My usually quiet porch is noisy this morning.  Two sparrows are creating a ruckus as they build a nest on top of the gutter's leaf guard in a corner eave of my roof.

I hear them pecking intensely, sending leaves raining down.  I've made my presence known hoping to discourage them.  While it looks like a cozy, hidden place to nest, I know when the rains come, the nest will flood.

I wonder if these are young sparrows preparing for their first clutch.  One sparrow is flitting to and fro, bringing pine straw and small twigs, while the other is rhythmic pecking the nest into shape.

It makes me sad to think that all of their hard work is in vain.  Perhaps the spring rains won't be heavy and their little home will be safe; yet I know from experience that gutter will overflow.

A sparrow lands on planter a few feet away from me with a long piece of pine straw in its beak.

"You're doing all that hard work for nothing. You aren't going to get your intended result," I whisper.

It flies up to the gutter and pecking sounds resume. They continue to work hard, unaware their efforts are futile and will be fruitless.

Yet, how many times have I built my nest in the wrong place?  Too many times to count for sure.  A few instances come to mind.

I'm not impulsive; in fact, I am an over-thinker and always proceed with caution.  When I need to make a decision, I weigh the plausible risks and determine the most-likely favorable outcome before I commit.  And when I'm in,  I am all in.  I will invest my time, energy, heart and soul.  So when I realize I've nested in the wrong place, I wrestle with my failure.

Most of those times I built in the wrong place because my perceptions were flawed and tainted, which led me to make emotion-fueled and fear-driven decisions.  When the rains came and destroyed my dwelling place, my place of comfort, the place where my hopes and dreams resided, I had to choose to start over.    

The sparrow brings another twig. His wings flutter rapidly as he hovers, before disappearing from sight.  The pecking increases in volume and frequency.

Not all of my nests have been washed out.  Many have yielded abundant fruit.  There is one nest that I've been steadily working on for a very long time — one that I have been carefully and prayerfully constructing — that appears as if it may have been a waste of my time and effort.  Discouraged by the lack of results and response, I am on the verge of quitting and abandoning.

Yet, I am keenly aware that the appearance of the sparrow today is not a coincidence.

In Matthew 10: 29-31, Jesus says:

Are not two sparrows sold for a penny? And not one of them will fall to the ground apart from your Father. But even the hairs of your head are all numbered. Fear not, therefore; you are of more value than many sparrows.

I am reminded that God sees the sparrow.  He loves, protects and provides for them.  He takes note of the smallest details, the minutest of matters, of His tiny creation.  And yet Jesus said I am more valuable than a sparrow.

So I consider the lesson of the sparrow. This small bird is nosily doing what sparrows were created to do. 

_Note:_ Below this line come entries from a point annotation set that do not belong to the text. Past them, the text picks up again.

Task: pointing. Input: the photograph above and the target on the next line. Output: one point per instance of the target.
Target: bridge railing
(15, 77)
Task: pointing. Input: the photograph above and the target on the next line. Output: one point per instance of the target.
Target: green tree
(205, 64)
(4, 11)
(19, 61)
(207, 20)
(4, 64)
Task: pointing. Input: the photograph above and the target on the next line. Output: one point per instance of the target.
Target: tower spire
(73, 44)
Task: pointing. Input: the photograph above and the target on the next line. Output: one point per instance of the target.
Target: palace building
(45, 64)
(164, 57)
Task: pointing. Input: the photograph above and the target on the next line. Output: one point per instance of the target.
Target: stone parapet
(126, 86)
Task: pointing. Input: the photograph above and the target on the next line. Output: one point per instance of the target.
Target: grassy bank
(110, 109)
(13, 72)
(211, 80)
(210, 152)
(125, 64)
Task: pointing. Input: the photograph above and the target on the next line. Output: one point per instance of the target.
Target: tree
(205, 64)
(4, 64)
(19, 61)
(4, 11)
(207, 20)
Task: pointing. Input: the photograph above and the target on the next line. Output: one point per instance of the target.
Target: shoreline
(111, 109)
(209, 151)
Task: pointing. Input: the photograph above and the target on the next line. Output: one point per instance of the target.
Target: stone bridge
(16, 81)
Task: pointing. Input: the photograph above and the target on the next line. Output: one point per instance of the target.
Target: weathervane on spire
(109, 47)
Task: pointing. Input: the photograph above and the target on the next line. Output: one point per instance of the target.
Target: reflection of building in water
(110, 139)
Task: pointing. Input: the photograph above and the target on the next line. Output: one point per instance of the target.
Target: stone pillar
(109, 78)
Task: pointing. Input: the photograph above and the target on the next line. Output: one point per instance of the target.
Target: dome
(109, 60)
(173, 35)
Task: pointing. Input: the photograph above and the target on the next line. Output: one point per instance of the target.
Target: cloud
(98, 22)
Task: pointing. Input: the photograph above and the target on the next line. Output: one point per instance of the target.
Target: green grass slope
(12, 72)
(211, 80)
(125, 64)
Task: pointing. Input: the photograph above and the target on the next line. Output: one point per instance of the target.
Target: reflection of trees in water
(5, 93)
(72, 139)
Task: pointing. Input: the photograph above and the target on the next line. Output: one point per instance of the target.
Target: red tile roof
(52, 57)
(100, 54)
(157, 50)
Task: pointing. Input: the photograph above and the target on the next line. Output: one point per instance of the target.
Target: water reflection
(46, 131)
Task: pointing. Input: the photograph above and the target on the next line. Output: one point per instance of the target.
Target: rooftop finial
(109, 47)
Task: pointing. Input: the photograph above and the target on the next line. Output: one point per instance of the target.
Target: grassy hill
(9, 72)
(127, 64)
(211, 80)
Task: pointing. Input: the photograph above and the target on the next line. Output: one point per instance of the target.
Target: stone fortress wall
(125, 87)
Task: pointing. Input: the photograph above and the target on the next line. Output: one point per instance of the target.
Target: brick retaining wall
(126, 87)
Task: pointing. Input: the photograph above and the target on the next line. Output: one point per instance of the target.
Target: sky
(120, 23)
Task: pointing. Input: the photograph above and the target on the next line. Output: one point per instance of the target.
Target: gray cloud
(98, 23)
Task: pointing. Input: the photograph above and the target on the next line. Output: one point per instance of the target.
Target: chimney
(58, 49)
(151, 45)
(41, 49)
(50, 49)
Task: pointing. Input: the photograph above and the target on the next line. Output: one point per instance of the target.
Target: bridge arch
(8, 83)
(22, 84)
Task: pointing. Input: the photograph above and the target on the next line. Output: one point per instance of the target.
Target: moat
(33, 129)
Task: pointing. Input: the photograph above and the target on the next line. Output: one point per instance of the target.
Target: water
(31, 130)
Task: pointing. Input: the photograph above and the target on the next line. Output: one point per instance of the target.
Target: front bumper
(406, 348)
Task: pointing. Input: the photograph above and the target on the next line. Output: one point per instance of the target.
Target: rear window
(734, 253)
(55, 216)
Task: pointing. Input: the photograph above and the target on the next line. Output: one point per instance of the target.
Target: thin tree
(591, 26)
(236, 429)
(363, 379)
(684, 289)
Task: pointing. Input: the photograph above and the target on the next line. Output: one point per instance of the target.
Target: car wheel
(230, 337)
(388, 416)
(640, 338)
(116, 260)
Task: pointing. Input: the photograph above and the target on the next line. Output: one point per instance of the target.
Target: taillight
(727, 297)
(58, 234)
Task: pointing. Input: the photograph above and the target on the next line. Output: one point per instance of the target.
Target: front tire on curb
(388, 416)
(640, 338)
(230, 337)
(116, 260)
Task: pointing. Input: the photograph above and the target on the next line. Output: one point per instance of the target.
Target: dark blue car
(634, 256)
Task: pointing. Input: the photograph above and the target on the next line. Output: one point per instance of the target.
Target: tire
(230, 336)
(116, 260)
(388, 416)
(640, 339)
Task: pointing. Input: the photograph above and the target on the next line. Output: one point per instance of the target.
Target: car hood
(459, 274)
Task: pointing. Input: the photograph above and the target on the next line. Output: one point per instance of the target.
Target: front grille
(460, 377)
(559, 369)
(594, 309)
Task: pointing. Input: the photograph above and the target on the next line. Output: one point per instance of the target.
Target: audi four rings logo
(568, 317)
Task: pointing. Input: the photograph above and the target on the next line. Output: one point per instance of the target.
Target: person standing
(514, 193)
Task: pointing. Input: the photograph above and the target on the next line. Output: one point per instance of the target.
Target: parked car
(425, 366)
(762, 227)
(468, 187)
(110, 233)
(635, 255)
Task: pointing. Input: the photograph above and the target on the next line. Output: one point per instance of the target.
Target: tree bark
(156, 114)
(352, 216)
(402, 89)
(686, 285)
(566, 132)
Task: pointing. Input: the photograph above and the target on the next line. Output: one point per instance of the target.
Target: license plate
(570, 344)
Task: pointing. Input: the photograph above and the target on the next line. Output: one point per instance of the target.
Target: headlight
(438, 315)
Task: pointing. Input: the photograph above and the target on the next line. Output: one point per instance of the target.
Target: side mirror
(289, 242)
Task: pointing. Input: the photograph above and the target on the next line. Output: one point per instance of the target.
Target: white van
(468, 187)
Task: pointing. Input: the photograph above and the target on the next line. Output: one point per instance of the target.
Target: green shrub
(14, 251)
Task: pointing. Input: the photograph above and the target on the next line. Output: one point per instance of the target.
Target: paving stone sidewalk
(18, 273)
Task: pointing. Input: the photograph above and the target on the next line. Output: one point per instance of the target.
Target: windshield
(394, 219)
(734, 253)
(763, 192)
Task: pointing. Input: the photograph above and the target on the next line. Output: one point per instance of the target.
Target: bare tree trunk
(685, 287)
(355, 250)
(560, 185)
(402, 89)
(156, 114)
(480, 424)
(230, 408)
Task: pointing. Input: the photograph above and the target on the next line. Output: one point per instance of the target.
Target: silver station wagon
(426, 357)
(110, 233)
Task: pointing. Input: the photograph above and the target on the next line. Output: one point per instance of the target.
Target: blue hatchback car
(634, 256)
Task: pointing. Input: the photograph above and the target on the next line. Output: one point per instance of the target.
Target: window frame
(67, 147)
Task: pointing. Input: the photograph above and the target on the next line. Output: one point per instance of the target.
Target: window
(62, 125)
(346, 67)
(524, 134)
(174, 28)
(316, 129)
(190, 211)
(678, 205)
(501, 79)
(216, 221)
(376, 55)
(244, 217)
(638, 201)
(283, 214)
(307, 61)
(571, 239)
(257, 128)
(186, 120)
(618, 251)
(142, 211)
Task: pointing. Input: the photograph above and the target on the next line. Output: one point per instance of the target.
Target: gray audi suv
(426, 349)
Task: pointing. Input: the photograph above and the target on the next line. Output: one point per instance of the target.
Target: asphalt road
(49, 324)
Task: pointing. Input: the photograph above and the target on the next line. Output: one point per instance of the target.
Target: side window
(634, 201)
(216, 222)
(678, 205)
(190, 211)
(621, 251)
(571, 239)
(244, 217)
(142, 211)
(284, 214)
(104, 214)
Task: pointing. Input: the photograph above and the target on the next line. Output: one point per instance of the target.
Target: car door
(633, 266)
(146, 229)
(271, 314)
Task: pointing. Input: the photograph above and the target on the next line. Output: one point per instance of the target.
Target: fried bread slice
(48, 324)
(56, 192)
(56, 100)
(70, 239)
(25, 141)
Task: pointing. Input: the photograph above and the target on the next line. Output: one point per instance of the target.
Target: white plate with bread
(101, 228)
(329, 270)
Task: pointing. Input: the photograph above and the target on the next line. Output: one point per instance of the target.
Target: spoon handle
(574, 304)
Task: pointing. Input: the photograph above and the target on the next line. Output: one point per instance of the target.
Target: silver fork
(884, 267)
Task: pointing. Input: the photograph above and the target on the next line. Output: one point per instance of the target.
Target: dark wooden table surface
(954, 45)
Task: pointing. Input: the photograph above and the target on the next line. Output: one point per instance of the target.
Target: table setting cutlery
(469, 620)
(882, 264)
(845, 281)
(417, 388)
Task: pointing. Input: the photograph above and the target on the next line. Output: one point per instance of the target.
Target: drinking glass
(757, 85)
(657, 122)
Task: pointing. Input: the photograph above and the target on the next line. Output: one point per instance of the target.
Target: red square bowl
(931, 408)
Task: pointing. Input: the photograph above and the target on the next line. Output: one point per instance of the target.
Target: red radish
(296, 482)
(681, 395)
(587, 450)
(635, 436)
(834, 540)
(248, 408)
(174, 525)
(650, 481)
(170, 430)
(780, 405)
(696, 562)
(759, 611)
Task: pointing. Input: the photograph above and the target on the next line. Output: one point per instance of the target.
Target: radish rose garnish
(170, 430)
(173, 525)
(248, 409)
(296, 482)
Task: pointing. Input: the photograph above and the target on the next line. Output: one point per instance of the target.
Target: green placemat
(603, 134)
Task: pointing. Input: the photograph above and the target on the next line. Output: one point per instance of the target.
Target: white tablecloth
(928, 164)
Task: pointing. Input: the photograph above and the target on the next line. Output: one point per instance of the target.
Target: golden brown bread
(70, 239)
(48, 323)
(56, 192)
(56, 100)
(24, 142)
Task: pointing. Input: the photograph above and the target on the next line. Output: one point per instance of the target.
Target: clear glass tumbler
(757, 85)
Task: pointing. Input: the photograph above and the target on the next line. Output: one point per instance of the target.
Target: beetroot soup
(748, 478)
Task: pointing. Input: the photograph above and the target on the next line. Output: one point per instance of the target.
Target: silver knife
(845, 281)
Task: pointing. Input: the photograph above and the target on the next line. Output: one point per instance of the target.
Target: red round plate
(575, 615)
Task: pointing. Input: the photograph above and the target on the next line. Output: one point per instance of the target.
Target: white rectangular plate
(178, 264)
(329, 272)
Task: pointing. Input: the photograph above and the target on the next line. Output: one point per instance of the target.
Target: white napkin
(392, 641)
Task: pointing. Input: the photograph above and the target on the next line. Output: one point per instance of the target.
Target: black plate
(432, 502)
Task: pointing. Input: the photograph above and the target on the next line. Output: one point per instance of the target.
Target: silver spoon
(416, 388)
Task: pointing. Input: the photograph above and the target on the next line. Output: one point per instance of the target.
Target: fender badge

Like the sparrow, I need to be diligently building my nest. When the season is right, I will see the fruit of my labor.  Even if the rains come and wash out my nest, my work will not have been in vain. For it is in the process of building, that I continue to learn to build a better nest.  I just need to keep doing what I was created to do and trust God with the results.

And as I type these final words, the sparrow sings.